Dengan perawatan yang tepat, proporsi yang signifikan dari industri di lokasi air limbah mungkin dapat digunakan kembali. Hal ini dapat menghemat uang dalam tiga cara: biaya lebih rendah untuk konsumsi air lebih rendah, biaya rendah untuk volume yang lebih kecil dari air efluen yang dibuang dan biaya energi yang lebih rendah karena pemulihan panas dalam air limbah daur ulang. Korosi pada boiler tekanan rendah dapat disebabkan oleh oksigen terlarut, keasaman dan alkalinitas yang berlebihan. Pengolahan air sehingga harus menghapus oksigen terlarut dan memelihara air boiler dengan pH yang sesuai dan tingkat alkalinitas. Tanpa pengolahan air yang efektif, sistem air pendingin dapat mengalami korosi pembentukan kerak, dan fouling dan dapat menjadi tempat berkembang biak bagi bakteri berbahaya seperti yang menyebabkan Penyakit legiuner.

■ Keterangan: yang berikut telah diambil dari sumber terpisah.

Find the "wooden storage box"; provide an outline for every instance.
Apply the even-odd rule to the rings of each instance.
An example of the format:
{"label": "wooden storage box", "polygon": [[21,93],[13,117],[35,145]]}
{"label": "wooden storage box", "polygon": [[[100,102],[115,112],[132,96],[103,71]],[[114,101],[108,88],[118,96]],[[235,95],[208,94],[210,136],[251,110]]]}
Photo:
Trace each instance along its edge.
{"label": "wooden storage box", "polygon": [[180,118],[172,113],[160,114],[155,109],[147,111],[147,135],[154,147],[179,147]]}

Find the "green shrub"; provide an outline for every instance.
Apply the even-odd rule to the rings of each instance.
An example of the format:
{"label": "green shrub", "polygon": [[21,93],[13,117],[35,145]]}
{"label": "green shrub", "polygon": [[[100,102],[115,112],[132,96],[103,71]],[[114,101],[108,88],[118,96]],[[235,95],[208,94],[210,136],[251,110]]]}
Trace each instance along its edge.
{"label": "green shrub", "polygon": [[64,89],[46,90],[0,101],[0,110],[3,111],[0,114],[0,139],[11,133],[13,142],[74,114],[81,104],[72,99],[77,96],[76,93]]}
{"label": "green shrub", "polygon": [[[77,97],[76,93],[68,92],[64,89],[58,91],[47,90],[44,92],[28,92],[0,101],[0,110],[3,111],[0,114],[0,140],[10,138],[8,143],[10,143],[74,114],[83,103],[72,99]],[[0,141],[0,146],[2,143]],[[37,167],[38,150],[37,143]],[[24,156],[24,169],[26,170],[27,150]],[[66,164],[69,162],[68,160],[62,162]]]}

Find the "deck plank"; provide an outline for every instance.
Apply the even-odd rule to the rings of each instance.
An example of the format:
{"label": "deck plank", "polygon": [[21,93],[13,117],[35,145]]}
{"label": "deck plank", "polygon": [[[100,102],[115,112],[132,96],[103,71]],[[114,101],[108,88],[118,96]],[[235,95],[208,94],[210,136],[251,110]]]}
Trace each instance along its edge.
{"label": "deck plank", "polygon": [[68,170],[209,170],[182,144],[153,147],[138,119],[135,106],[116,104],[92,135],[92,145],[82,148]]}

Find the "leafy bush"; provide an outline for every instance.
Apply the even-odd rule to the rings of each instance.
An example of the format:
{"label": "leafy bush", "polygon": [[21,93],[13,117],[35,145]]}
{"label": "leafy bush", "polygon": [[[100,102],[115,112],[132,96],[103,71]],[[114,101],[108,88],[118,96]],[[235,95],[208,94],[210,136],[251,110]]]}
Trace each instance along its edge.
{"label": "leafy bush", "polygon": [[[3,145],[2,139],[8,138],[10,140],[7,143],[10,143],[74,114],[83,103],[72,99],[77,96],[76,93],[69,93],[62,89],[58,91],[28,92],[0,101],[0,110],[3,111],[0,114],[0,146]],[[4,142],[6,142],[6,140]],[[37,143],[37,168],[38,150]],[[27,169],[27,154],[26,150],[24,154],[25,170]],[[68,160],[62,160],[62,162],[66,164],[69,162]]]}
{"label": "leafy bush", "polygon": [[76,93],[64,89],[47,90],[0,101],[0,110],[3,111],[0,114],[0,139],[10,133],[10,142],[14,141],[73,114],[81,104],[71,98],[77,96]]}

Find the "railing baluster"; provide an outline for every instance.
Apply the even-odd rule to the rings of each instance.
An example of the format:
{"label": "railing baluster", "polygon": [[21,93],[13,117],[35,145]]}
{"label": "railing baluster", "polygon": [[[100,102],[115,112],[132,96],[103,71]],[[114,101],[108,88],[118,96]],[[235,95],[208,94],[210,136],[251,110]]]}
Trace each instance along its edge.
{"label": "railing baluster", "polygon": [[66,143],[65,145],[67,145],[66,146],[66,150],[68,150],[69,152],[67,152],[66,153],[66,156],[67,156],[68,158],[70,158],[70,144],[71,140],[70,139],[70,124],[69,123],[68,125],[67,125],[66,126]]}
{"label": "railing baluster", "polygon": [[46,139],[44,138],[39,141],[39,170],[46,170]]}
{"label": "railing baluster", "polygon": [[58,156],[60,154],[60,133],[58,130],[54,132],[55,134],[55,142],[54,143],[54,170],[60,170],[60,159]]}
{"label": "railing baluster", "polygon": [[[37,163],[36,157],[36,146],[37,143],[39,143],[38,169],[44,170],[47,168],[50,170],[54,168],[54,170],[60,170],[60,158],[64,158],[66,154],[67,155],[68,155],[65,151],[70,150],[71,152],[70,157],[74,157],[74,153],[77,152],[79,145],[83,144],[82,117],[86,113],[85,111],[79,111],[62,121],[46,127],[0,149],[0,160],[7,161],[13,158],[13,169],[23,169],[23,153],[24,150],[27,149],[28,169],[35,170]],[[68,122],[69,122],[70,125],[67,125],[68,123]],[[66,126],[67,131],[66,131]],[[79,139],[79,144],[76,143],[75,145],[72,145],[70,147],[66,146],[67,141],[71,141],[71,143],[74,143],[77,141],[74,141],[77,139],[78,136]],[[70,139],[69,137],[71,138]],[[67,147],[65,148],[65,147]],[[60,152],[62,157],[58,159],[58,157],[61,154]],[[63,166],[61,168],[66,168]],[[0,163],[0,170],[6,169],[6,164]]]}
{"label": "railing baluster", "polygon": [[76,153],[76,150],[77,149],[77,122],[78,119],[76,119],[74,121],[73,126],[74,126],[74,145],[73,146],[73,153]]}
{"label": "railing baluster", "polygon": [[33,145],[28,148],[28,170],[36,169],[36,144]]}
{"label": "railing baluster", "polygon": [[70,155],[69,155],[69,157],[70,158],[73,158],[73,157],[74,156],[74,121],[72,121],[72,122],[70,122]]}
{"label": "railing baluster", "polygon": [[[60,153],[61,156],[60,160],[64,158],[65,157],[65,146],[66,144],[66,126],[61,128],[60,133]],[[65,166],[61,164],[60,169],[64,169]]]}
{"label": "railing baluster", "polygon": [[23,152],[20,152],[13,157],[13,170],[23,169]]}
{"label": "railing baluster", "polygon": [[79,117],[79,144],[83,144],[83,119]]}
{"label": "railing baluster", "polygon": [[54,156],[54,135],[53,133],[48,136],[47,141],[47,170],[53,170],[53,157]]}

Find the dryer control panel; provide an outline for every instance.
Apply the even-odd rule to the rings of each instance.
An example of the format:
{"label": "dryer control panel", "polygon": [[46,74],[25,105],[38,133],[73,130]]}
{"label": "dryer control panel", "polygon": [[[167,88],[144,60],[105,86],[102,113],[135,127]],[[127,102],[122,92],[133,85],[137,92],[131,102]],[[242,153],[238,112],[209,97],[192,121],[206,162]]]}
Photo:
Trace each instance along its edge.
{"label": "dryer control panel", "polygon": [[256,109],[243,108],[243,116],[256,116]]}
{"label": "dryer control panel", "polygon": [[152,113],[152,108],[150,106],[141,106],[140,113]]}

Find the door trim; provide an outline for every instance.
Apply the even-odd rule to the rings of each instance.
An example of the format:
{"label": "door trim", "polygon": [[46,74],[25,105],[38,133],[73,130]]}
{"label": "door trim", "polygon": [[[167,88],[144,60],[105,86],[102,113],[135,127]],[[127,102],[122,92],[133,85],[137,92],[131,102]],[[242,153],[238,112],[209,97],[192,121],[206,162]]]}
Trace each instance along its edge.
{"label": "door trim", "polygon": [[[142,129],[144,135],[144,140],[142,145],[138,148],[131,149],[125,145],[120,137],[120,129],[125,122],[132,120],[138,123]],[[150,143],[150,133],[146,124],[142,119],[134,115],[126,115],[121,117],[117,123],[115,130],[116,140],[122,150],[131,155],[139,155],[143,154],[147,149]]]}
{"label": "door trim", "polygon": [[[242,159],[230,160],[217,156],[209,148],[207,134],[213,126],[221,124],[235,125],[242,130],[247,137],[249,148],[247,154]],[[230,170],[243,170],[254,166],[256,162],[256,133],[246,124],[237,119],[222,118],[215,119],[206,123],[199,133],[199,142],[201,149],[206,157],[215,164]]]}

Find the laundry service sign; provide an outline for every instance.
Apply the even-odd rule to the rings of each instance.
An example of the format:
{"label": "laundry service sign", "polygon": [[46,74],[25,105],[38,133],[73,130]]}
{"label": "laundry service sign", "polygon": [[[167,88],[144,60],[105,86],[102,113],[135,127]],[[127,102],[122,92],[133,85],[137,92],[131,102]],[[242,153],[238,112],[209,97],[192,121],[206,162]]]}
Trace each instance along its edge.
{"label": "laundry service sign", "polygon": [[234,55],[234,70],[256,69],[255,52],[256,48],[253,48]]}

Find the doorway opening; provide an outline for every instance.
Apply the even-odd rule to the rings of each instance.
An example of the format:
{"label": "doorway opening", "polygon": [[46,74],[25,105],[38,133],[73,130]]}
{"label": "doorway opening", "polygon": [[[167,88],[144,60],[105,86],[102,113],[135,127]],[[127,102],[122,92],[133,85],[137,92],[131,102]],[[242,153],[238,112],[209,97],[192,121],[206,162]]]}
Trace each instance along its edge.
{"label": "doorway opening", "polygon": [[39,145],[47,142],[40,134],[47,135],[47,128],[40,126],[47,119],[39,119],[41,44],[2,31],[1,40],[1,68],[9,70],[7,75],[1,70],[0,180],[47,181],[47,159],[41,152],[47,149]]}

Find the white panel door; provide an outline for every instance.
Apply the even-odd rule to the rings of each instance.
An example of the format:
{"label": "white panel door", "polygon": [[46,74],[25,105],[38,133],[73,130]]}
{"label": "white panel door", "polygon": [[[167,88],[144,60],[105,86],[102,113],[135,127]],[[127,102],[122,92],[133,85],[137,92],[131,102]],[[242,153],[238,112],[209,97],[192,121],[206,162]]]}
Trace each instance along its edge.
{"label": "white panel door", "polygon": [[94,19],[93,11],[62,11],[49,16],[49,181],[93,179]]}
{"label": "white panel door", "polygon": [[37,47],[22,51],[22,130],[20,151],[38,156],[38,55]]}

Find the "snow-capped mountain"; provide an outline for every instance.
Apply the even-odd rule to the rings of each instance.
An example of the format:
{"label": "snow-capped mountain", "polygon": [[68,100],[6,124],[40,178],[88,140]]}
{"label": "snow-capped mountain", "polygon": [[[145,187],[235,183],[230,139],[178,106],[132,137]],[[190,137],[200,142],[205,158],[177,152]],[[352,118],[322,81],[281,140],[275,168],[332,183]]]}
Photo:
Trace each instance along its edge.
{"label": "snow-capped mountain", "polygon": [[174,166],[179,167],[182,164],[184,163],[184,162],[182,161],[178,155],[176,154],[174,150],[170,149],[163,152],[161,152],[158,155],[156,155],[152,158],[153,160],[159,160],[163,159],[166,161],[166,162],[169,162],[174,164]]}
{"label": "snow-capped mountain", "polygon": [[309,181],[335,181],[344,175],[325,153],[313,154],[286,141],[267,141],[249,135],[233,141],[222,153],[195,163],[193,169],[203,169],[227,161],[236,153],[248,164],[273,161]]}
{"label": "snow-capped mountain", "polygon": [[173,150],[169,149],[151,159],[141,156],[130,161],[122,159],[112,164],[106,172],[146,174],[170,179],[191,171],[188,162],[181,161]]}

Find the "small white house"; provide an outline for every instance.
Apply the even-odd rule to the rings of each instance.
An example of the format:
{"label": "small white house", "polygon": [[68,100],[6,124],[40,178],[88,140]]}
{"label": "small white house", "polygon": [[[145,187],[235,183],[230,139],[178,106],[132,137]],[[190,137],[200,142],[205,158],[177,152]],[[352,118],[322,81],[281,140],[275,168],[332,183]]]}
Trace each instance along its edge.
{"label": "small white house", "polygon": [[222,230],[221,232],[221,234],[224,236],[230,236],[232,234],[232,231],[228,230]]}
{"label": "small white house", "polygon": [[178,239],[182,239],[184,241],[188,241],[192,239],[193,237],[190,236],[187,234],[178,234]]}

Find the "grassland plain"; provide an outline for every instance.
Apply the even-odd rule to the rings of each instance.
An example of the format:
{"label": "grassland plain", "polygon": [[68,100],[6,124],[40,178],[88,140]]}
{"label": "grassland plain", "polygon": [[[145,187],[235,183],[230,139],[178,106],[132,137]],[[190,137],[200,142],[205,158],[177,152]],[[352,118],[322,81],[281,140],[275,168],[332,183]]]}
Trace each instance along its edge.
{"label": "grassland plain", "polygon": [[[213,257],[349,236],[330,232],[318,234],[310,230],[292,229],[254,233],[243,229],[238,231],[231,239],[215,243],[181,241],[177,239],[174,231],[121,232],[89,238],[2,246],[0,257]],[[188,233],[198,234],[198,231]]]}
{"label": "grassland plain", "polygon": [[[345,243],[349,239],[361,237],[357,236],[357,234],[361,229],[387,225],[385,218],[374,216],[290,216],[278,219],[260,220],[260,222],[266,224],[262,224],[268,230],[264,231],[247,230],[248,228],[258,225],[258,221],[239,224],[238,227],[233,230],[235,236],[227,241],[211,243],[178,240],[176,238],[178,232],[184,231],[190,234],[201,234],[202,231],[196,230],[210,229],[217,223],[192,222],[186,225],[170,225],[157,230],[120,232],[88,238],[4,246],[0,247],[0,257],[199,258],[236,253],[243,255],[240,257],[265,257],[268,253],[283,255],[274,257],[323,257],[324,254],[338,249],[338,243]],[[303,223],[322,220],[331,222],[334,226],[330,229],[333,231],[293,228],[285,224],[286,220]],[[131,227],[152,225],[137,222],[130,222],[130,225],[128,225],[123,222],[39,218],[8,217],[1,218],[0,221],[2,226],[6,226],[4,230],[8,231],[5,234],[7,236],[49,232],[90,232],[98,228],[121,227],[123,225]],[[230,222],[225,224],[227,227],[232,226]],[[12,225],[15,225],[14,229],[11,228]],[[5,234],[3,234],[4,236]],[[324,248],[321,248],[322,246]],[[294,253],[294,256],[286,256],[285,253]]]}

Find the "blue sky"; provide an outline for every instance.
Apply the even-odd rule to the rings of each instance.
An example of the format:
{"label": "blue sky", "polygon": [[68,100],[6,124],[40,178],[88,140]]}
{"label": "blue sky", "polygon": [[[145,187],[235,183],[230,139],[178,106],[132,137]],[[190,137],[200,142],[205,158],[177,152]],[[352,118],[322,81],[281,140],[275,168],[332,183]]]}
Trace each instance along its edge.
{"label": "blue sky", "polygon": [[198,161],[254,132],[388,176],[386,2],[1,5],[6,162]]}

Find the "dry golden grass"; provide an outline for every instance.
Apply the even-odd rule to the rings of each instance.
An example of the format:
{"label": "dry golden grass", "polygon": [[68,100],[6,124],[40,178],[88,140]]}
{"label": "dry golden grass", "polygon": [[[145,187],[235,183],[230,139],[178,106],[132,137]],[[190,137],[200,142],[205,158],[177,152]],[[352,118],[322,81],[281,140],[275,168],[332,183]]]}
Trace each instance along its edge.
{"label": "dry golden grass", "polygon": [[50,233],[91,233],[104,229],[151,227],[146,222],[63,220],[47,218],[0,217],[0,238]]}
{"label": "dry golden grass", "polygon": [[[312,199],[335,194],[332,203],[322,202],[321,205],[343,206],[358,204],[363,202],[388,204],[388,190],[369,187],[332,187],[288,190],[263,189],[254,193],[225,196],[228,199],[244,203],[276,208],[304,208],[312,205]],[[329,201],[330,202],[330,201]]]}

Hal ini mengurangi efisiensi, kehidupan tanaman lebih pendek dan membuat operasi tidak dapat diandalkan dan tidak aman. 2.3 Flokulator Flokulator adalah alat yang digunakan untuk flokulasi. Pada hakekatnya flokulator adalah kombinasi anatara pencampuran dan pengadukan sehingga flok-flok halus yang terbetuk pada bak pencampur cepat akan saling bertumbukan dengan paartikel-partikel kotoran atau flok-flok yang lain sehingga terjadi gumpalan-gumpalan flok yang dan stabil. Flokulasi adalah suatu proses penggabungan partikel-partikel menjadi satu sehingga ukurannya berubah menjadi besar, agar dapat disaring atau diendapkan. Fungsi flokulator adalah untuk pembentukan flok-flok agar menjadi besar dan stabil sehingga dapat diendapkan dengan mudah atau disaring. Untuk proses pengendapan dan penyaringan maka pertikel-partikel kotoran halus maupun koloid yang ada dalam air baku harus digumpalkan menjadi flok-flok yang cukup besar dan kuat untuk dapat diendapan dan disaring. Flokulator terbagi menjadi dua macam:

1) Paddle flocculator ini termasuk jenis untuk instalasi berkapasitas sangat besar dengan kualitas air permukaan yang fluktuatif. 2) Pipe flocculator ini termsuk jenis yang jarang digunakan di PDAM atau malah belum ada yang menerapkannya. Ada berbagai macam tipe flokulator yang sekarang digunakan. Pada paper ini akan dibahas empat tipe yaitu flokulator gravel, baffle, mekanik horizontal, dan mekanik vertical. Tipe gravel dan baffle biasanya digunakan untuk pabrik yang kecil sedangkan tipe mekanik digunakan pada pabrik yang besar. Pada instalasi kecil dan menengah (sampai 200 L/detik), tipe flokulator yang paling banyak digunakan di negara-negara berkembang adalah tipe flokulator baffle dan flokulator Alabama jet action. Flokulator Alabama diperkenalkan di Brazil selama perang dunia ke II. Untuk pabrik yang kecil, flokulator gravel adalah pilihan yang baik. Ukuran dan bentuk dari kolam flokulasi secara umum ditentukan oleh tipe flokulator yang dipilih dan tipe proses sedimentasi yang digunakan. Sebagai contoh, jika flokulator mekanik dipasangkan dengan kolam sedimentasi aliran horizontal rectangular, maka lebar dan kedalaman kolam flokulasi harus sesuai dengan lebar dan kedalaman kolam sedimentasi. Pada semua kasus, ukuran kolam flokulasi ditentukan oleh
reaksi yang diperlukan atau waktu tahan (detention time), yang ditentukan melalui pengujian. Meskipun tidak ada hubungan teoritik antara area kolam dan kedalaman air untuk flokulasi yang optimal, tangki sebaiknya tidak lebih dalam dari 5 m. Kolam dengan kedalaman lebih besar dari 5 m sering terjadi pola aliran yang tidak stabil dan flokulasi yang buruk.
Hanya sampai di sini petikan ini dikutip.